This is a prospective randomized, double-blind, placebo-controlled study and has been registered with ClinicalTrials.gov (number NCT01523522).

Patients

From March 2012 to June 2014, 24 patients with FI were enrolled. Inclusion criteria were age 20 to 65 years; severe FI for at least 3 months defined as a CCI score 23 of 10 or more [range (0, normal—20, most severe)]; FI due to sphincter deficiency [single defect, multiple disruption or degeneration of the external anal sphincter (EAS) diagnosed by endosonography] and refractory to conservative treatment, that is, medical treatment and biofeedback. Exclusion criteria were lesion of EAS >30% circumference; myopathy; decompensated diabetes; inflammatory bowel disease; and inability to comprehend the preoperative questionnaire.

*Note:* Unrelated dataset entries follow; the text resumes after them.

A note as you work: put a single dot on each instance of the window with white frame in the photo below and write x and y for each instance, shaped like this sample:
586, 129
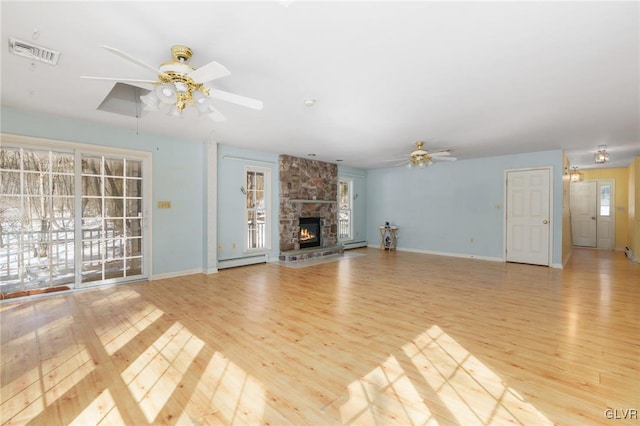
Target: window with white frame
345, 209
257, 211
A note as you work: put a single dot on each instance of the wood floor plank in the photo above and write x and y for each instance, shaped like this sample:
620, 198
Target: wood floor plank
383, 338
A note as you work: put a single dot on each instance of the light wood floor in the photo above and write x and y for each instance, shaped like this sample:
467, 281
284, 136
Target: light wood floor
385, 338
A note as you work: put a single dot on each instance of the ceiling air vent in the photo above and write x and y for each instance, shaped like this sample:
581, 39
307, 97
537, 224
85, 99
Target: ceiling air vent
33, 51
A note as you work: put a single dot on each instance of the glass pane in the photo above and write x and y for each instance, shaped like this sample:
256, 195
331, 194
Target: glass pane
114, 248
114, 269
10, 158
134, 247
114, 167
134, 207
605, 200
35, 161
113, 187
63, 211
134, 188
91, 165
114, 207
114, 227
260, 181
134, 168
62, 162
345, 199
91, 250
251, 180
36, 183
38, 206
134, 227
91, 207
134, 267
91, 186
10, 183
62, 185
91, 271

Before enrollment, all patients had clinical assessment, anorectal manometry, endoanal ultrasonography, perineal electrophysiological tests, and defeco-magnetic resonance imaging (MRI). After having given written informed consent, all patients completed the CCI form[23] and the French version of the FIQL questionnaire.[24,25] The protocol was approved by the Haute-Normandie Ethics Committee (France) and authorized by the competent authority. Completion of the study was reviewed periodically by an expert committee independent of the investigators (1 methodologist, 1 digestive surgeon, 1 cell therapy expert); the committee had access to all data, gave advice on the imputability of adverse effects, and authorized delayed injection of AM for the placebo group.

The primary endpoint was the decrease in CCI score between the initial and the 6-month injection in the AM vs placebo groups. Secondary endpoints were variation in CCI score at 12 months relative to baseline; response rate (≥30% reduction in CCI scores) at 6 and 12 months, as recommended[26,27]; variation at 6 and 12 months in FIQL score, anorectal manometry, and ultrasonography data relative to baseline.

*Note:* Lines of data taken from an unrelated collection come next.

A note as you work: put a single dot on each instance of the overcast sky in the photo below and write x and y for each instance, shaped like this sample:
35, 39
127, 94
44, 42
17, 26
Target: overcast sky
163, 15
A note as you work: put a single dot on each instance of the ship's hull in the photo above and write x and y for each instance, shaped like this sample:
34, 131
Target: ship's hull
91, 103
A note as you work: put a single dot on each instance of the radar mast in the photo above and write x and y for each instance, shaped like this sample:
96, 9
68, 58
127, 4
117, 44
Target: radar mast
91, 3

Randomization and Blinding

Randomization was executed by means of envelopes that were prepared and sequentially numbered by the Department of Biostatistics of our tertiary care center, and then communicated to the biotherapy facility of the same center at the latest stage of myoblast production for syringe preparation. Patients and the surgeon remained unaware of the syringe content until at least the 6-month evaluation of the primary endpoint.

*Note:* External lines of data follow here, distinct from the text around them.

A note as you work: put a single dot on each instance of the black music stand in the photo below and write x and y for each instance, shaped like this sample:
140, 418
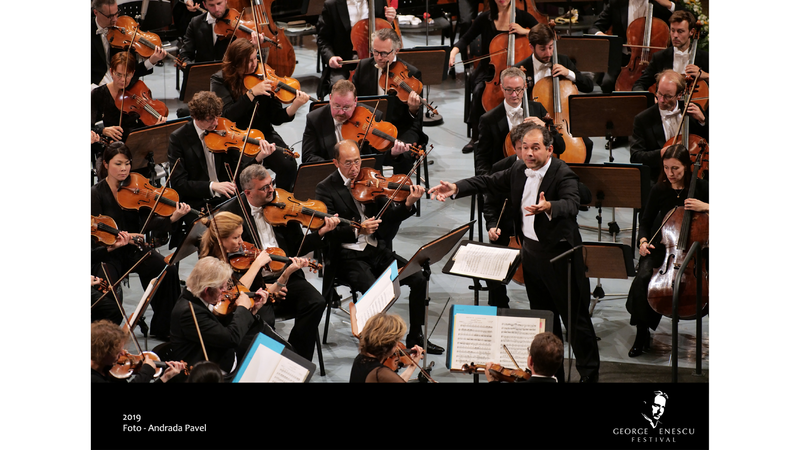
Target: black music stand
428, 254
609, 115
614, 186
149, 145
198, 78
309, 175
432, 62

Procedure and Myoblast Preparation

For all patients, a quadriceps biopsy (0.4 to 1.5 g) was performed under local anesthesia, and the resulting sample was immediately transferred to the biotherapy facility. The muscle fragment was minced and enzymatically digested with collagenase NB6 (Serva electrophoresis, Heidelberg, Germany). Then, isolated cells were cultured in a myoblast selection medium containing 10% clinical-grade fetal calf serum (Invitrogen, Carlsbad, CA) for approximately 3 weeks. Myoblasts were then amplified for approximately 1 week in an expansion medium containing 10% fetal calf serum and 10 ng/mL basic fibroblast growth factor (R&D Systems, Minneapolis, MN). At that stage, the biotherapy facility was informed of the randomization data by the Department of Biostatistics.

The cell therapy product consisted of the cells harvested at the third passage (P3). In-process and/or final criteria for release included cell number, cellular viability, percentage of myoblast-specific CD56+ cells, and sterility and absence of endotoxins. For the AM arm, cells were conditioned in 8 syringes of 12.5 ± 2.5 × 106 cells in 1.6% human albumin (VIALBEX, LFB, Les Ulis, France) and saline. For the placebo arm, syringes were filled with saline supplemented with 1.6% albumin, whereas cells harvested at P3 were frozen in 6% dimethylsulfoxide (Sigma-Aldrich, Saint Louis, MO) and 4% human albumin. Percentages of CD56+ cells and other phenotypic information are given in Supplementary Figure 1.

Implant Procedures

Implant procedures were performed in outpatient conditions. All patients received rectal preparation with povidone iodine, the morning before surgery. Patients were placed in the lithotomy position, then the perineum was disinfected and local anesthetic drug (Lidocaine 1%) was injected subcutaneously.

The administration of 100 ± 20 × 106 AM or placebo was performed, by the surgeon principal investigator, as 8 injections in the EAS into the existing residual muscle under endoanal echography guidance and circumferentially.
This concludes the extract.